Four surprising activities that can actually make you smarter
The trick to keeping the brain ‘young’ is keeping it engaged - hence the emphasis on wading into unfamiliar territory and keeping it primed.
Enhancing intellectual capability has been an area of interest since the beginning of time. Earlier, higher intelligence was the ultimate survival skill. Now, mental capital is key to climbing the professional and social ladder. Our cognitive abilities may be framed by our genetic makeup but that is no cause for despair; intelligence is built by experience and exposing yourself to novel experiences.
The promise of neuroplasticity
Simply put, neuroplasticity is the capacity of the brain to change over a lifetime in response to various stimuli and experiences. This involves a change in the proportion of grey matter, modifications in neural networks by ‘rewiring’ and changes in synaptic mechanisms. Modularity exists in neural networks (meaning that certain parts of the brain perform particular tasks), but the ability to perform other functions is retained to a certain limit. This flexibility and ability to ignite new pathways allow us to process information in a manner that can be preserved and assimilated with other stimuli in what is called inductive learning.
The priming of the brain
The takeaway from this is that the brain can be trained and exercised like a muscle. Constantly being exposed to challenging situations, and having a curious disposition are vital building blocks to being a more intellectually sound person.
Here are some activities that you can do to increase your cognitive abilities:
1. Playing the drums
A study published earlier this month in the journal Brain and Behavior examined the effects of drumming on the structure of the brain. The brains of 20 professional drummers (‘professional’ in the study meant those practising for 17 years for more than 10 hours a week) were compared with non-drummers using MRI scanning. Structural differences in the corpus callosum, which connects the two hemispheres of the brain and influences motor skills were observed. Drummers had fewer, but thicker fibres in this connective tract. This is linked to higher efficiency in transmitting messages across the hemispheres and elevated motor skills. The brains of drummers are less active during motor skills - a process called sparse sampling. What this means is that irrelevant information is filtered out during sensory interaction and associative learning is given a boost.

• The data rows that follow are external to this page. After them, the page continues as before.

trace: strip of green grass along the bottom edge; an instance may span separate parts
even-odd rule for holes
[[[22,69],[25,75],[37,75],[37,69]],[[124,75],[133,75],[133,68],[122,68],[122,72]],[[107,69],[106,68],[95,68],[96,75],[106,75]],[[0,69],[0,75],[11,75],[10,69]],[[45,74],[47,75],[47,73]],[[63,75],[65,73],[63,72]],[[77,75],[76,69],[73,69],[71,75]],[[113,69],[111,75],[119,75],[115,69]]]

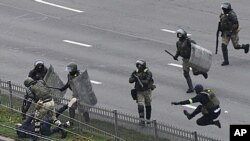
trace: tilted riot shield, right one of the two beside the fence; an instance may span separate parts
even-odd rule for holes
[[[85,103],[88,105],[95,105],[97,103],[97,98],[92,89],[92,85],[89,79],[87,70],[82,72],[79,76],[75,77],[69,82],[72,92],[79,99],[80,103]]]

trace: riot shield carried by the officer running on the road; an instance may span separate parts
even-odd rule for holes
[[[212,65],[212,52],[192,43],[189,65],[198,71],[208,72]]]

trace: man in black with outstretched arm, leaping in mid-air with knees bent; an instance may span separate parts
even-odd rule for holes
[[[184,110],[184,114],[187,116],[187,118],[190,120],[193,117],[195,117],[197,114],[202,113],[203,116],[199,118],[196,123],[200,126],[206,126],[206,125],[216,125],[219,128],[221,128],[221,124],[219,120],[214,121],[217,117],[219,117],[221,109],[220,109],[220,101],[215,96],[213,91],[211,89],[203,89],[203,86],[198,84],[195,86],[195,92],[196,96],[193,98],[190,98],[189,100],[180,101],[180,102],[172,102],[173,105],[186,105],[186,104],[192,104],[196,102],[200,102],[201,105],[199,105],[193,113],[188,113],[186,110]]]

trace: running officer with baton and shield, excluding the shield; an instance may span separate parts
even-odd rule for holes
[[[179,56],[183,58],[182,59],[183,75],[189,87],[187,90],[187,93],[192,93],[194,90],[193,90],[192,79],[189,75],[189,70],[190,70],[189,59],[191,55],[191,43],[193,44],[196,44],[196,43],[195,41],[187,37],[187,32],[185,30],[178,29],[176,33],[177,33],[177,38],[179,38],[179,40],[176,42],[177,51],[173,58],[174,60],[178,60]],[[207,79],[208,77],[208,74],[206,72],[200,72],[196,70],[195,68],[192,68],[192,71],[194,75],[202,74],[205,79]]]

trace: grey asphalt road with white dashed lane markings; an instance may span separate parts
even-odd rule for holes
[[[232,1],[232,0],[230,0]],[[193,83],[214,89],[221,101],[222,128],[199,127],[183,115],[187,84],[180,64],[164,52],[175,53],[176,35],[184,28],[199,45],[215,50],[222,1],[207,0],[0,0],[0,78],[23,83],[33,63],[52,64],[65,82],[65,66],[76,62],[88,69],[98,105],[137,115],[128,83],[137,59],[145,59],[157,85],[152,119],[204,135],[229,140],[230,124],[250,123],[250,58],[229,45],[230,65],[213,55],[209,77],[191,76]],[[233,2],[239,17],[240,42],[249,42],[250,1]],[[163,31],[165,29],[165,31]],[[166,32],[166,30],[170,30]],[[76,43],[77,42],[77,43]],[[70,93],[69,93],[70,94]],[[193,106],[197,106],[193,104]]]

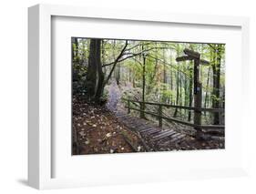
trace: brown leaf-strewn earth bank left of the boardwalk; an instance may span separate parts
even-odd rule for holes
[[[138,134],[118,122],[107,107],[73,98],[73,154],[107,154],[145,151]],[[74,142],[74,140],[73,140]]]

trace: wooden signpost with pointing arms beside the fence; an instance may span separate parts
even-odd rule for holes
[[[179,56],[176,58],[176,61],[187,61],[193,60],[194,61],[194,107],[197,109],[195,110],[194,115],[194,124],[200,126],[201,125],[201,83],[200,83],[200,65],[209,65],[210,63],[206,60],[200,59],[200,53],[189,50],[188,48],[184,49],[184,53],[186,56]],[[196,127],[197,130],[197,138],[201,137],[201,128]]]

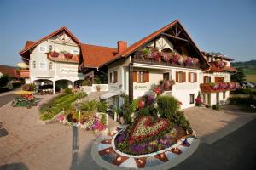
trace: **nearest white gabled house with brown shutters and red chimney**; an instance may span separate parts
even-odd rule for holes
[[[178,57],[180,60],[175,61]],[[230,71],[236,70],[230,68],[229,60],[222,57],[220,60],[225,60],[225,67],[214,71],[207,57],[209,55],[201,53],[178,20],[130,47],[127,47],[127,42],[118,42],[118,54],[99,66],[108,70],[109,93],[102,99],[108,99],[110,105],[119,106],[123,102],[119,94],[129,94],[130,99],[137,99],[149,94],[152,85],[159,84],[161,80],[173,80],[175,85],[166,87],[164,94],[182,102],[182,108],[194,106],[199,92],[206,105],[217,104],[229,97],[229,90],[207,91],[201,89],[201,84],[209,86],[206,77],[210,77],[211,82],[230,82]],[[188,58],[197,63],[186,65],[184,60]]]

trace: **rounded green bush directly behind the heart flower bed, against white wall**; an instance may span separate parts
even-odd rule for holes
[[[157,100],[161,117],[172,118],[178,110],[177,99],[172,96],[160,96]]]

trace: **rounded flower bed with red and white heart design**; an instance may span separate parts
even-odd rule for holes
[[[183,127],[166,118],[141,116],[114,139],[116,150],[129,155],[144,155],[165,150],[186,136]]]

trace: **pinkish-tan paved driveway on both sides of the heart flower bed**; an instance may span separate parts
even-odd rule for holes
[[[43,96],[40,103],[44,103],[49,99],[50,96]],[[7,135],[0,135],[1,170],[102,169],[96,165],[90,156],[91,145],[98,138],[98,134],[76,127],[64,126],[57,122],[41,125],[38,123],[38,114],[38,107],[33,107],[32,109],[13,108],[8,103],[0,108],[0,122],[3,122],[3,128],[7,132]],[[211,138],[211,135],[214,136],[215,133],[222,131],[230,133],[233,130],[231,127],[240,127],[241,122],[246,123],[252,120],[252,114],[245,116],[241,114],[240,116],[204,108],[192,108],[185,110],[185,115],[189,117],[189,121],[202,141],[206,141],[208,145],[202,143],[198,152],[195,152],[195,158],[192,156],[192,161],[184,162],[184,168],[195,166],[194,163],[200,162],[195,161],[196,159],[209,160],[207,165],[215,166],[219,160],[215,159],[215,156],[219,156],[223,152],[218,152],[217,149],[225,150],[222,146],[230,147],[229,153],[233,154],[233,156],[241,156],[237,155],[237,152],[233,153],[231,151],[232,146],[238,146],[234,143],[230,143],[230,145],[228,142],[223,144],[214,143],[216,147],[211,145],[212,141],[217,141],[223,137],[223,135],[217,135],[218,138]],[[222,130],[226,129],[226,127],[229,127],[228,131]],[[250,129],[250,127],[248,128]],[[250,137],[248,138],[249,141]],[[238,140],[239,142],[241,140]],[[241,146],[249,147],[244,144]],[[216,155],[208,159],[207,156],[211,156],[212,150],[216,151]],[[201,158],[201,156],[204,157]]]

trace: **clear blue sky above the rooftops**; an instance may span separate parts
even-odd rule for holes
[[[61,26],[80,42],[116,48],[179,20],[198,48],[256,59],[256,0],[0,0],[0,64]]]

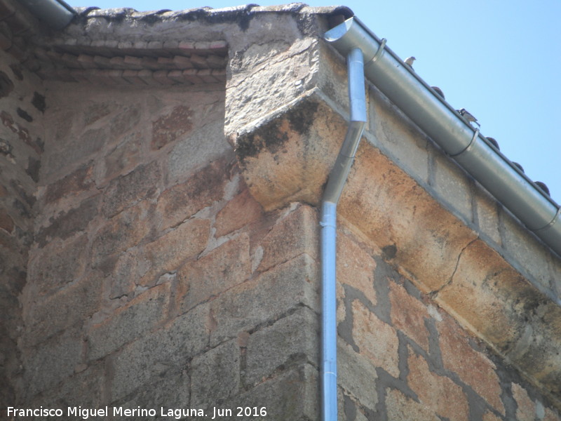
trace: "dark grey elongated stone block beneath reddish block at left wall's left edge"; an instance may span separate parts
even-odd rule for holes
[[[49,225],[39,228],[35,241],[39,247],[56,238],[67,239],[76,232],[85,231],[91,220],[97,215],[100,195],[81,201],[78,207],[62,211],[55,218],[50,218]]]

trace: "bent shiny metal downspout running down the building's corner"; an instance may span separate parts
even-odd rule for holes
[[[337,298],[336,236],[337,202],[353,165],[366,123],[363,52],[353,48],[347,55],[351,119],[337,160],[327,179],[320,215],[321,248],[321,404],[322,420],[337,421]]]

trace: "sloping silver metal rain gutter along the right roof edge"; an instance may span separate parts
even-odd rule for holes
[[[389,100],[561,256],[561,207],[501,154],[357,18],[325,33],[343,56],[363,51],[365,74]]]

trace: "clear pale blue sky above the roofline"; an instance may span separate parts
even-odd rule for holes
[[[224,0],[67,2],[137,11],[243,4]],[[560,0],[311,0],[307,4],[349,6],[374,34],[388,39],[388,46],[402,59],[414,55],[417,74],[442,88],[453,107],[465,107],[474,114],[481,133],[496,138],[503,154],[522,164],[529,178],[545,182],[553,199],[561,202]]]

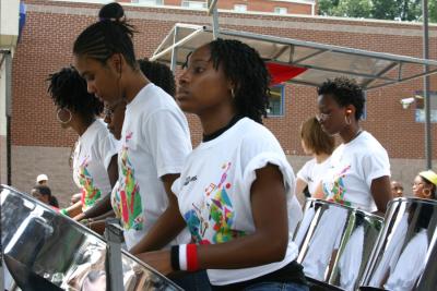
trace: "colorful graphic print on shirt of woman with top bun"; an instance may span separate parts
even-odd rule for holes
[[[118,209],[115,213],[120,214],[121,222],[126,230],[142,230],[144,218],[140,186],[135,181],[135,171],[129,160],[129,148],[127,146],[129,140],[132,138],[132,134],[127,134],[120,153],[121,165],[119,167],[121,167],[121,177],[115,197],[116,205],[118,205]]]

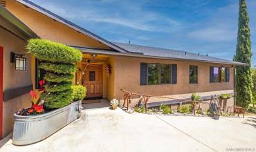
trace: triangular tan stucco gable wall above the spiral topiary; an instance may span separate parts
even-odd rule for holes
[[[62,23],[54,21],[40,12],[26,8],[15,0],[6,1],[6,8],[42,39],[50,39],[71,46],[109,48],[99,41],[91,39],[77,32],[77,30],[73,30]]]

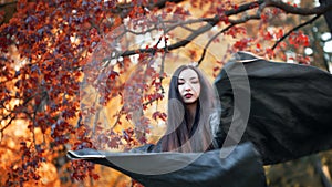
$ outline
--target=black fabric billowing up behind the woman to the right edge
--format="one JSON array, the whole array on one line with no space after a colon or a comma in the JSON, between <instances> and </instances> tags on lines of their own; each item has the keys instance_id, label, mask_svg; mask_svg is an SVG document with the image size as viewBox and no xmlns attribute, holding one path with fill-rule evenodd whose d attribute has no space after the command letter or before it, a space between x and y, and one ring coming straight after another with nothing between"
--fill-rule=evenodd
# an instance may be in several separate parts
<instances>
[{"instance_id":1,"label":"black fabric billowing up behind the woman to the right edge","mask_svg":"<svg viewBox=\"0 0 332 187\"><path fill-rule=\"evenodd\" d=\"M332 147L330 73L238 52L221 70L215 85L222 108L217 134L220 146L236 144L238 138L252 142L266 165ZM241 98L248 94L250 100L243 102ZM243 132L241 125L247 125Z\"/></svg>"}]
</instances>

A highly cited study from the New England Journal of Medicine suggested that dancing increases mental sharpness at all ages. The study followed senior citizens (those over 75 years of age) for 21 years and assessed the effects of various mental and physical exercises on the onset of dementia. Interestingly, bicycling and swimming showed a 0% effect on the onset of symptoms, as did playing golf. Solving crossword puzzles 4 days a week had a 47% effect on lowering the risk of dementia and reading, 35%. Dancing frequently, however, showed a 76% effect.
Dr Robert Katzman, who was associated with the study said that the increased complexity of neuronal synapses may have contributed to the findings. Dancing is a complex activity that integrates several brain functions — kinesthetic, rational, musical, and emotional — and amplifying neural connectivity.

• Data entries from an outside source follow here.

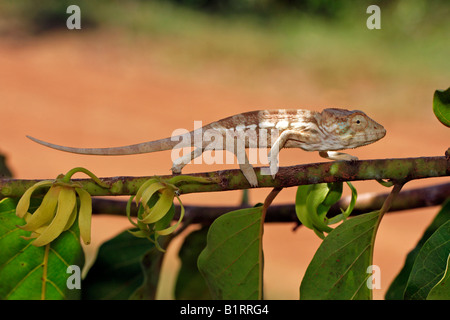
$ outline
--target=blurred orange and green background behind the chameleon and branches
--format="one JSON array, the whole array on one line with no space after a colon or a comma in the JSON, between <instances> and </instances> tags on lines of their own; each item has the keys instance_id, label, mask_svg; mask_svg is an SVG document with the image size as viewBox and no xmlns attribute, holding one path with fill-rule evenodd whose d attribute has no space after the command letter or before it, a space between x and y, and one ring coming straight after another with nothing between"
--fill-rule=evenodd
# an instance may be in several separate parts
<instances>
[{"instance_id":1,"label":"blurred orange and green background behind the chameleon and branches","mask_svg":"<svg viewBox=\"0 0 450 320\"><path fill-rule=\"evenodd\" d=\"M375 3L373 3L375 2ZM69 5L81 29L69 30ZM367 7L381 9L370 30ZM170 151L96 157L39 146L32 135L62 145L106 147L165 138L257 109L360 109L383 124L381 141L350 153L360 159L443 155L448 128L432 112L436 89L450 76L450 3L446 0L171 0L0 2L0 153L15 178L54 178L83 166L100 177L170 173ZM323 161L284 150L281 165ZM237 168L188 165L184 173ZM426 179L405 189L446 182ZM385 192L376 182L359 193ZM268 189L250 191L252 204ZM295 188L275 203L292 203ZM241 192L189 194L183 202L238 205ZM374 263L383 299L406 254L438 208L383 219ZM98 245L129 228L122 217L97 215ZM265 294L298 299L301 278L320 240L294 224L265 228ZM169 248L161 299L172 298L177 250Z\"/></svg>"}]
</instances>

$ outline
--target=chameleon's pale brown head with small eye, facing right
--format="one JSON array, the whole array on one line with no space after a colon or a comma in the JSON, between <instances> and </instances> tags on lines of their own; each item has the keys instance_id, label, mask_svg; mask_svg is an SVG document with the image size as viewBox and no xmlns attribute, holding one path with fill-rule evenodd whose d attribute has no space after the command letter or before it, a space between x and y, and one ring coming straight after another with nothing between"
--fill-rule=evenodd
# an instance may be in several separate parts
<instances>
[{"instance_id":1,"label":"chameleon's pale brown head with small eye, facing right","mask_svg":"<svg viewBox=\"0 0 450 320\"><path fill-rule=\"evenodd\" d=\"M321 127L330 137L328 150L352 149L374 143L386 135L386 129L359 110L325 109Z\"/></svg>"}]
</instances>

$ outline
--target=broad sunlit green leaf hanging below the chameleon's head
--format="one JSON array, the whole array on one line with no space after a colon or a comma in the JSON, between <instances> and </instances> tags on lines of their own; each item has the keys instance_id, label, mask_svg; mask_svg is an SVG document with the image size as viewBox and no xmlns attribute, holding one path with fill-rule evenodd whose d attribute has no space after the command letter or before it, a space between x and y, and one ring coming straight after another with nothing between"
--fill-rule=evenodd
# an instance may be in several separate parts
<instances>
[{"instance_id":1,"label":"broad sunlit green leaf hanging below the chameleon's head","mask_svg":"<svg viewBox=\"0 0 450 320\"><path fill-rule=\"evenodd\" d=\"M363 300L379 211L346 220L324 239L300 286L300 299Z\"/></svg>"}]
</instances>

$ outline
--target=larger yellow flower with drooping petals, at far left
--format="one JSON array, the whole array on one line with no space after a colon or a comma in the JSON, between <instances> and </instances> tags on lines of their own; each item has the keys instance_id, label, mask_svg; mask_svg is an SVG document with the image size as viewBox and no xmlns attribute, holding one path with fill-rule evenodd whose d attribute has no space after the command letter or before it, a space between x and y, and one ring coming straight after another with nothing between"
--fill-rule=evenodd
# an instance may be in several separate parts
<instances>
[{"instance_id":1,"label":"larger yellow flower with drooping petals, at far left","mask_svg":"<svg viewBox=\"0 0 450 320\"><path fill-rule=\"evenodd\" d=\"M65 176L60 175L55 181L44 180L34 184L20 198L16 207L16 215L24 218L26 224L19 227L26 231L32 231L29 239L36 238L33 245L44 246L55 240L62 232L73 225L77 214L80 236L85 244L91 242L91 195L82 189L80 184L70 181L70 177L79 171L93 176L86 169L75 168ZM30 214L28 209L31 195L37 189L45 187L50 187L50 189L45 194L40 206L33 214ZM76 200L77 195L80 199L79 210Z\"/></svg>"}]
</instances>

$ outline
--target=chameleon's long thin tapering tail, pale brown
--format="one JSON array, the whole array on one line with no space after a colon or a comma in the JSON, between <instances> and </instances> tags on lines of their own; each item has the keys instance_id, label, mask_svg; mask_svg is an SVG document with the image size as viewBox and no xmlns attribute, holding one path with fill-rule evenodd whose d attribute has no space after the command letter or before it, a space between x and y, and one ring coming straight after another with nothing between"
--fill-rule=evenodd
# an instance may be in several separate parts
<instances>
[{"instance_id":1,"label":"chameleon's long thin tapering tail, pale brown","mask_svg":"<svg viewBox=\"0 0 450 320\"><path fill-rule=\"evenodd\" d=\"M70 152L77 154L89 154L89 155L104 155L104 156L119 156L119 155L129 155L129 154L140 154L140 153L150 153L157 151L170 150L176 147L179 144L179 141L175 139L172 141L171 138L165 138L156 141L148 141L138 144L132 144L123 147L112 147L112 148L73 148L66 146L59 146L53 143L45 142L30 136L27 136L28 139L33 140L43 146Z\"/></svg>"}]
</instances>

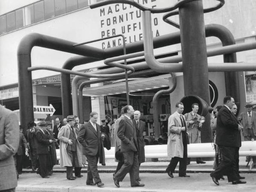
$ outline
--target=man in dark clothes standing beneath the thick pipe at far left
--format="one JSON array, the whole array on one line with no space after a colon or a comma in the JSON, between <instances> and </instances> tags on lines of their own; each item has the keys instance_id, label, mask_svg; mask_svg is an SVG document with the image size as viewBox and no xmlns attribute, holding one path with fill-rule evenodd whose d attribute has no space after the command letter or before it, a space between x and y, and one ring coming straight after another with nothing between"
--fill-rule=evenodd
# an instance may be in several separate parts
<instances>
[{"instance_id":1,"label":"man in dark clothes standing beneath the thick pipe at far left","mask_svg":"<svg viewBox=\"0 0 256 192\"><path fill-rule=\"evenodd\" d=\"M38 168L38 160L37 160L37 152L36 152L36 136L35 133L37 129L35 129L36 124L34 122L29 122L29 129L26 130L25 138L27 140L27 144L29 147L29 153L31 158L32 170L35 171Z\"/></svg>"}]
</instances>

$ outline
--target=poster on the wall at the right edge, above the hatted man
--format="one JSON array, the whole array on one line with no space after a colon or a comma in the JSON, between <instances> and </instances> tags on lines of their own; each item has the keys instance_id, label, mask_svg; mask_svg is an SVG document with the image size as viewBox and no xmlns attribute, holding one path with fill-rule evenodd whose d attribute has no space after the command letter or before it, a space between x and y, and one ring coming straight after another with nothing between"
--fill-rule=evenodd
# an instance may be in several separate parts
<instances>
[{"instance_id":1,"label":"poster on the wall at the right edge, above the hatted man","mask_svg":"<svg viewBox=\"0 0 256 192\"><path fill-rule=\"evenodd\" d=\"M244 72L246 102L256 104L256 72Z\"/></svg>"}]
</instances>

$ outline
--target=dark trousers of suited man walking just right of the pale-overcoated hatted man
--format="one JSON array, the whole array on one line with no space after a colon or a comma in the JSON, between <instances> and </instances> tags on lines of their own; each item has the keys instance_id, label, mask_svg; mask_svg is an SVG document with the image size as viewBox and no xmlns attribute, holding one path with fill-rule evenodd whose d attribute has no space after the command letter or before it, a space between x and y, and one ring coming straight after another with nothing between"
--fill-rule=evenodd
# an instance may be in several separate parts
<instances>
[{"instance_id":1,"label":"dark trousers of suited man walking just right of the pale-overcoated hatted man","mask_svg":"<svg viewBox=\"0 0 256 192\"><path fill-rule=\"evenodd\" d=\"M97 165L99 160L99 154L97 154L96 156L87 155L86 158L88 163L86 183L93 183L93 180L95 183L101 182Z\"/></svg>"}]
</instances>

The study falls short in explaining why dancing promotes mental sharpness more than other physical activities such as swimming. But the association is clear: mental capacity is increased by exercising cognitive processes.
Interacting with new people challenges your assumptions, exposes you to new ideas, assists you with your own and offers avenues for collaboration. Taking from others' insights and perspectives can make you see your own opinions in a new light and add depth to them. Conversing with people also involves thinking on your feet and making several split-second decisions, keeping in mind social conventions and strategies. Every interaction is different and can’t be predicted - it is the dynamism that keeps the mind ticking.
4. Learning a new language
Being bilingual has been associated with greater cognitive ability and delay in the onset of dementia. Studies have shown that the executive functions of the brain are more efficient in bilinguals - this involves the command system of the brain which carries out complex mental tasks such as planning, decision making and problem-solving. The minds of bilinguals are ‘quieter’ in that there is less brain activity in comparison to monolinguals when performing these tasks; in the face of distractions and background noise, bilinguals are better able to sift through stimuli and arrive at conclusions. A heightened ability to monitor environments has been attributed to this - gauging which language to use when in a group may keep bilinguals in a more aware state.
Studies have also shown that those who are proficient bilinguals are more likely to stave off dementia and Alzheimer's than monolinguals.
As can be inferred, these are not abilities that can be learnt overnight. The trick to keeping the brain ‘young’ is keeping it engaged - hence the emphasis on wading into unfamiliar territory and keeping it primed.